At the outset of the pandemic, the Bank of England expected prices to fall. Instead, Rightmove calculated that at the start of 2022, prices had increased by 7.6 per cent compared to a year before and buyer inquiries were up 24 per cent. The gloomy predications had failed to materialise and the market had not only got through the challenge of two years of on-off lockdown, but was actually as buoyant as ever. Trade association UK Finance calculated that 2021 was the strongest year for mortgage lending for 14 years, with £316-billions-worth of home loans being agreed. Between January and April 2022, the picture has only got rosier, with lockdown in some ways a positive contributory factor, since many Londoners who found the restrictions challenging in an urban setting were inspired to contact their chosen removals and storage company and move to the country in search of more space. This didn’t just benefit the market outside London; it also encouraged activity within the capital as people moved to surburban/leafy areas within the city (e.g. Dulwich). This lifestyle-reassessment trend, partly enabled by the increase in flexible and work-from-home jobs, has still not run its course. But what lies ahead in the second part of the year?
High Demand for Removals and Storage in May
Record highs are expected in May as the imbalance between buyers and sellers continues to drive up prices; recent estimates state that there are just 20 homes available per estate agency branch; the lowest figure for two decades. This is the picture painted by Reallymoving’s analysis. Drawing on more than 15,000 conveyancing quotation forms, they’ve established a three-month forecast which predicts a 6.7 per cent increase in prices in May. This represents an 11.9 per cent annual increase, although it should be taken into account that May 2021 brought with it a low average price. At the time, the Bank of England predicted a 16 per cent drop in prices as a result of the pandemic, but that didn’t happen. Instead, average prices went up by nearly 10 per cent that year and now, in the post-pandemic rush, the growth has only continued, with average prices now £34,000 higher than at the outset of the pandemic. Among the additional predictions is this, from Savills: homes in central areas will increase in value by 8 per cent in 2022 and by nearly 34 per cent by 2027, while those in the most sought-after suburbs will grow by 4 per cent in 2022 and as much as 13 per cent by 2027.

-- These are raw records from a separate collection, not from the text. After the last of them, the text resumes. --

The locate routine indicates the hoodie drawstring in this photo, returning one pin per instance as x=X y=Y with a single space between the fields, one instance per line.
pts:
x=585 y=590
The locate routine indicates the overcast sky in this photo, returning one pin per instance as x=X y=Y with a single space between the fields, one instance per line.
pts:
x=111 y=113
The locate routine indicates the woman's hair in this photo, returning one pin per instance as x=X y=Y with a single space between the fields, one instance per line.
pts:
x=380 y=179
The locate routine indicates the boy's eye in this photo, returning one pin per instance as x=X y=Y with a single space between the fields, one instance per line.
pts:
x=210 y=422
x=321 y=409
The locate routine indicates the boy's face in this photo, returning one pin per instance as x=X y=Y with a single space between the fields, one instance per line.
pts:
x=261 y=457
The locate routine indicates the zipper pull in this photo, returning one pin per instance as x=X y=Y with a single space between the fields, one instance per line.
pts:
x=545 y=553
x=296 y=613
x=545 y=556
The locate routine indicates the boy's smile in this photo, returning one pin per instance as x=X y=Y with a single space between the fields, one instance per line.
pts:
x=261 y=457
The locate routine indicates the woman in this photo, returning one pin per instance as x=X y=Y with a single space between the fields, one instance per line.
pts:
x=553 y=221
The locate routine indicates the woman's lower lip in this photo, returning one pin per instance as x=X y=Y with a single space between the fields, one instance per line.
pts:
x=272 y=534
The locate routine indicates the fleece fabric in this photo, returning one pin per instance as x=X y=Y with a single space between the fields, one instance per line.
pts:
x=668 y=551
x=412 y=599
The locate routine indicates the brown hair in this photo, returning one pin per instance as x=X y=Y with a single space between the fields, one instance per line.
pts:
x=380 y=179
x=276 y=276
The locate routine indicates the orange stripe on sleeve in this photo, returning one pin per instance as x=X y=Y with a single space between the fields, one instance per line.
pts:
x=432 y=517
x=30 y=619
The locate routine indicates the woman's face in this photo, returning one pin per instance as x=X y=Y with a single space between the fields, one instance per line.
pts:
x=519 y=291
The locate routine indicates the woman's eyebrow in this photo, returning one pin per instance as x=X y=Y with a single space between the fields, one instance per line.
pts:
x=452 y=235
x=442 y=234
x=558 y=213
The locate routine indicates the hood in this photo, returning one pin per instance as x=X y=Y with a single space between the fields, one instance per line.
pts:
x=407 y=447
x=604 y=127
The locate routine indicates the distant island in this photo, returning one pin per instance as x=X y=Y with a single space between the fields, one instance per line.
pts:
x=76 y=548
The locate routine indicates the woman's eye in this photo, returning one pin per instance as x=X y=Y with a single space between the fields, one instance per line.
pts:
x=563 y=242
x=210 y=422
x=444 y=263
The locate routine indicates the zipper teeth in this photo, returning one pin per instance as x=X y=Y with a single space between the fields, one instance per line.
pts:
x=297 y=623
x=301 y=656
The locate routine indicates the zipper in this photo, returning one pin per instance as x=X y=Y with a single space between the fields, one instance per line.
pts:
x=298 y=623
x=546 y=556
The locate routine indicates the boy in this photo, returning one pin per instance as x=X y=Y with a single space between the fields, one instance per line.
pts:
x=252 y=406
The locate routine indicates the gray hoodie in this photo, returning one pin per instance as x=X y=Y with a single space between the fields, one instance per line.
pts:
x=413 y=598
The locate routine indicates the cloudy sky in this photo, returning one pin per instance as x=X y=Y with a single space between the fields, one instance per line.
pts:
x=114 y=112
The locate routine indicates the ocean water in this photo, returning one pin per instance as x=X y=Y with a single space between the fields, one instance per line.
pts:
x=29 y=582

Prices to Fall In Second Half of 2022
Among the additional commentators is S&P Global Ratings whose recent research has found that the London property market is currently overvalued by up to 50 per cent, sparking fears of a slump when the inevitable correction occurs. The research points to several factors – the stamp duty holidays, low rates and the savings made during the pandemic – driving up prices in the capital and the South East. The figures are backed up by Rightmove’s most recent calculations which put the national-average cost of a home at £354,564 (the first time ever that the figure has gone over £350,000) and the London average up 6 per cent to £667,000. So while, right now, there is a rush to buy before mortgage costs increase, a situation exacerbated by demand doubly outpacing supply, a fall in prices is widely predicted for the second half of the year. For now, removals and storage companies are as busy as ever and the good news is that the prediction is for a gradually cooling-off, rather than a dramatic fall, as interest rates rise and mortgages become more costly, which will, in turn, lower demand for property. Already, there are portents of what’s to come; asking prices in Westminster, Kingston upon Thames, Greenwich and Bexley all tailed off slightly in February.
Impact of Sustainability Targets
Energy-efficient homes are more topical a subject than ever; not only do they enable homeowners to save on energy bills, they also increase a home’s value. Properties with the highest energy ratings are currently estimated to be worth, on average, £40,000 more than their poorly-rated equivalents. It’s likely that this will have a bearing on the activities of developers in the second part of the year, and it’s predicted that more legislation will come into force pertaining to environmentally-friendly home-building. It’s widely tipped that the government will increase the minimum Energy Performance Certificate ratings, meaning that all new rental tenancies will need a minimum rating of C by April 2025, a target which existing tenancies will have to reach by 2028. Because of the expense of meeting that target, may landlords will instead sell up. This will lower the number of rental properties on the market, increasing demand and driving up rental prices.
At the same time, the issue of dangerous cladding means that there’s still a section of London homeowners who are unable either to sell up or to afford the necessary work to replace the dangerous materials. However, Property Investor today have predicted that the government will step in to help affected homeowners – and if that happens, there could be another surge in selling activity, which will add to the growth of the market.